Directed Lymph Flow and Filtration
Lymph enters each lymph node through multiple afferent lymphatic vessels that penetrate the capsule. From there, it flows into the subcapsular sinus and then slowly percolates through cortical and medullary sinuses. This controlled, low-velocity movement ensures prolonged exposure of lymph contents to immune cells at each stage. Filtered lymph exits the node through a single efferent vessel at the hilum, reinforcing the node’s role as a bottleneck for immune surveillance rather than a passive conduit.
Immune Surveillance and Activation
As lymph moves through the node, macrophages capture and phagocytose foreign particles, while dendritic cells present processed antigens to T cells in the paracortex. B cells encountering antigen within follicles migrate into germinal centres, where they undergo proliferation, somatic hypermutation and class-switch recombination. These tightly regulated interactions allow lymph nodes to generate targeted immune responses that are both specific and adaptable, rather than indiscriminate.
High Endothelial Venules and Lymphocyte Recirculation
Lymph nodes also receive a continuous supply of naïve lymphocytes directly from the bloodstream. High endothelial venules, specialised blood vessels located primarily in the paracortex, enable lymphocytes to exit circulation and enter the node. This constant recirculation ensures that a diverse pool of T and B cells is always present and ready to respond to antigens arriving via lymph. The combination of lymph-borne antigen delivery and blood-borne lymphocyte entry makes lymph nodes highly efficient immune coordination centres.
Clinical Connections
Changes in lymph node size, texture and tenderness provide valuable clues about underlying pathology. Lymphadenopathy, whether localised or generalised, often reflects active immune responses as lymphocytes proliferate and traffic through nodes during infection or inflammation. Tender, mobile nodes are more commonly associated with acute infection, whereas nodes that are firm, fixed or painless raise concern for malignancy, including lymphoma or metastatic disease spreading along predictable lymphatic pathways.

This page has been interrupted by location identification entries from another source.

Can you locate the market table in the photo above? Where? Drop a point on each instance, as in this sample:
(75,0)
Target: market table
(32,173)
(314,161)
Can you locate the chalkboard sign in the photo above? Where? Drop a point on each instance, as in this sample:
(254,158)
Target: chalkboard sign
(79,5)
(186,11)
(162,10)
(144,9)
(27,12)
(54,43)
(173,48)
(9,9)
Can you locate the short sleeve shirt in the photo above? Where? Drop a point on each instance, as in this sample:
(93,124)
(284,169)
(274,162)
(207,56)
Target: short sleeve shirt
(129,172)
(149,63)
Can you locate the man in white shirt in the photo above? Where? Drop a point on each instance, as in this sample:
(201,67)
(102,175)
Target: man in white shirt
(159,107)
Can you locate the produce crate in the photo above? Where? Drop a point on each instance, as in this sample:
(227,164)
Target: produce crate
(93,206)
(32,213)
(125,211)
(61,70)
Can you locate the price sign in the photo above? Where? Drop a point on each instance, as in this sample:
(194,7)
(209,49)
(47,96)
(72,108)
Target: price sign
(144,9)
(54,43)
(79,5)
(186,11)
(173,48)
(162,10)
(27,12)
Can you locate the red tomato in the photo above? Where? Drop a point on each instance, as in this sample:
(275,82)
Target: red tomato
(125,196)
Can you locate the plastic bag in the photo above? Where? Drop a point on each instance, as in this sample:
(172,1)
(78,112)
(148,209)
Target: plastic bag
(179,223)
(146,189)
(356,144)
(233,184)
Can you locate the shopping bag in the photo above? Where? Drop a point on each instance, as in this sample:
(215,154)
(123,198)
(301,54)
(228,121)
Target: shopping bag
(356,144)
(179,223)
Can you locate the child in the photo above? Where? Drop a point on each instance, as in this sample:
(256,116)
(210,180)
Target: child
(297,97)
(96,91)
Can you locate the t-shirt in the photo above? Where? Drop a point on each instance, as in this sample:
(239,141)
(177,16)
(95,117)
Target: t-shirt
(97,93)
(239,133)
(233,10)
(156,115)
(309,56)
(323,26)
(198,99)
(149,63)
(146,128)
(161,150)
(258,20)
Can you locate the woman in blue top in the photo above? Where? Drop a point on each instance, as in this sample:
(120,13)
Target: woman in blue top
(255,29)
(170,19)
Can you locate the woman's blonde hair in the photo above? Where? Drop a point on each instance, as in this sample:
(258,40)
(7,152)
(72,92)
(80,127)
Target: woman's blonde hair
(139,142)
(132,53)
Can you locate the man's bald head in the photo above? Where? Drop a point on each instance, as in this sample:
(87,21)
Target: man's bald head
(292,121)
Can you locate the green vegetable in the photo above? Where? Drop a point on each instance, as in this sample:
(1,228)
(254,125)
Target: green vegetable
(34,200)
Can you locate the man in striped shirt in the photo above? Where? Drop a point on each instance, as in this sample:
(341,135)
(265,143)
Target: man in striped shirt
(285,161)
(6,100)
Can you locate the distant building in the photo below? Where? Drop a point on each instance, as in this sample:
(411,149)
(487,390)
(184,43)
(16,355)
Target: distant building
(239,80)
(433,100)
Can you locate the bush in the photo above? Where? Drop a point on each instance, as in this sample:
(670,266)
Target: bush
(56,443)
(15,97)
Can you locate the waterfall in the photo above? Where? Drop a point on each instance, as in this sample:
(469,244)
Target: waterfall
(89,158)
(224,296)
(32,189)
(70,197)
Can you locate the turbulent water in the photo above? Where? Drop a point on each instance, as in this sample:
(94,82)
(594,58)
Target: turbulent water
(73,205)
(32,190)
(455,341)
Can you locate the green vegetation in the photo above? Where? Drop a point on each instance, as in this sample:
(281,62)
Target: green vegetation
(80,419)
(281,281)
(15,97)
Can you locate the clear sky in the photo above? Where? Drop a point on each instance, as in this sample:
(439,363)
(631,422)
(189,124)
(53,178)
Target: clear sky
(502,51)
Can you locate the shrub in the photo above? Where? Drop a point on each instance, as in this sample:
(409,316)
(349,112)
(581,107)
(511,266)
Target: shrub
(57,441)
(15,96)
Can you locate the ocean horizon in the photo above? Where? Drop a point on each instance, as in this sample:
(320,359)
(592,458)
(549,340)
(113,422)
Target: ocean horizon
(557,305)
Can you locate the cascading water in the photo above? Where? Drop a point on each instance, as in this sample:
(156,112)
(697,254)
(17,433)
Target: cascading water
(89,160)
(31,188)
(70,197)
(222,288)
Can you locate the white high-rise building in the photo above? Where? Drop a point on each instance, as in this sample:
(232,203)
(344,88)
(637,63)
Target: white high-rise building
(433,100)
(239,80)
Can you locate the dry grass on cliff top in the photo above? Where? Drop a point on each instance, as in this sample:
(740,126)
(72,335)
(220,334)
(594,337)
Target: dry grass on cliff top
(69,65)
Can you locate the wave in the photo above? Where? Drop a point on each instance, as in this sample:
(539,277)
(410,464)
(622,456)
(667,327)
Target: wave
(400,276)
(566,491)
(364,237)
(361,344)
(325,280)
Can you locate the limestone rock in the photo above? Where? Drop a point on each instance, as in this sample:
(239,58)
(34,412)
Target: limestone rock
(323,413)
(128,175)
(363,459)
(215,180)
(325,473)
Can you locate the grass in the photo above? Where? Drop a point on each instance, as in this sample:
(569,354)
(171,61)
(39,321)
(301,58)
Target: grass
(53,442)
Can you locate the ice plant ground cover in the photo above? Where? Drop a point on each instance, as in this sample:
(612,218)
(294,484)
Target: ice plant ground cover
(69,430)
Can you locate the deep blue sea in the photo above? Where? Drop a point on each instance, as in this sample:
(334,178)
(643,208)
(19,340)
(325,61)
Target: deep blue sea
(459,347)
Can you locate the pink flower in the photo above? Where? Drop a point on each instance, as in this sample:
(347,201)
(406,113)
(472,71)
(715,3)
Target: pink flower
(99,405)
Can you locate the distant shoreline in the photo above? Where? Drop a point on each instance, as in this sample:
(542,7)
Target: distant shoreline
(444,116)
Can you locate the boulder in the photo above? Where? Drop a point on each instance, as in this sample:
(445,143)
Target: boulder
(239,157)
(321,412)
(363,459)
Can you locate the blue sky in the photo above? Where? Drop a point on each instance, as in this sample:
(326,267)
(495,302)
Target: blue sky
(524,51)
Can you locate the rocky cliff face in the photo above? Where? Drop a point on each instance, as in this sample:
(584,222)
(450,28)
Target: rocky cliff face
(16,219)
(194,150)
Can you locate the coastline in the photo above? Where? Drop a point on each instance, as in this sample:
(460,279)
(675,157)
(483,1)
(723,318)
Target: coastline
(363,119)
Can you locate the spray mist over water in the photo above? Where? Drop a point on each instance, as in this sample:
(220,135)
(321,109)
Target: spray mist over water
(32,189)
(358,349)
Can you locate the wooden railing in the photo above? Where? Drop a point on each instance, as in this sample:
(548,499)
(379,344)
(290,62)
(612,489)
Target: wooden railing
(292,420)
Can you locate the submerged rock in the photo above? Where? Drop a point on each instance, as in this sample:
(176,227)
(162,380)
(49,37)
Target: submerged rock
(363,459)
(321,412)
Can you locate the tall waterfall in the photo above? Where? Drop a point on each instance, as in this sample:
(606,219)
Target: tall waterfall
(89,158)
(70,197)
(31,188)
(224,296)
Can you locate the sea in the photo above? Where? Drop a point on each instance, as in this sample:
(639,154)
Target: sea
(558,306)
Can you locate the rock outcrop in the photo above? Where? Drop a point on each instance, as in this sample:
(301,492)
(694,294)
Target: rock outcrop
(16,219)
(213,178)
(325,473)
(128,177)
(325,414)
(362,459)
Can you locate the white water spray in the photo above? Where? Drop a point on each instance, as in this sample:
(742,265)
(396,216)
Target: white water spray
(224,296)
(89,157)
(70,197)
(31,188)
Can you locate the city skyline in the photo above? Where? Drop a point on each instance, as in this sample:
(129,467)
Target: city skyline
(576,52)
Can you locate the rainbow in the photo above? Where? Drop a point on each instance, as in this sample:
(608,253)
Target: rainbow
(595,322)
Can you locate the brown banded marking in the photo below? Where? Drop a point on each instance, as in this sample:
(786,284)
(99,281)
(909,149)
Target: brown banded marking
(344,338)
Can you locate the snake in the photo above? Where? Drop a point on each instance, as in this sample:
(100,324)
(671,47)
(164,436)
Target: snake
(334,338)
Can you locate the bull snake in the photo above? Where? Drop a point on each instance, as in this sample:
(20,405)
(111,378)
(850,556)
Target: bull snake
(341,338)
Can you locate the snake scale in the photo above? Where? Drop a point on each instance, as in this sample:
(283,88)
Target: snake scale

Patterns of lymph node involvement help narrow differential diagnoses:
Localised enlargement linked to infection or inflammation within a specific drainage region
Generalised lymphadenopathy seen in systemic conditions such as viral illness, autoimmune disease or haematological malignancy
Firm, non-tender nodes suggesting malignant infiltration or chronic disease
Matted or fixed nodes indicating possible tumour spread or fibrosis
Disruption of lymph node structure or removal of nodes has important consequences for lymph flow. Surgical lymph node dissection and radiotherapy, commonly used in cancer treatment, can interrupt normal drainage pathways and lead to lymphoedema. This complication is particularly relevant after breast, pelvic or gynaecological cancer treatment and requires ongoing monitoring, patient education and preventive care to reduce infection risk.
Concept Check
What are the primary regions of a lymph node, and which immune cells reside in each?
Why is lymph flow deliberately slow within a lymph node?
What occurs within germinal centres during an immune response?
How do high endothelial venules contribute to lymphocyte circulation?
What is the functional difference between afferent and efferent lymphatic vessels?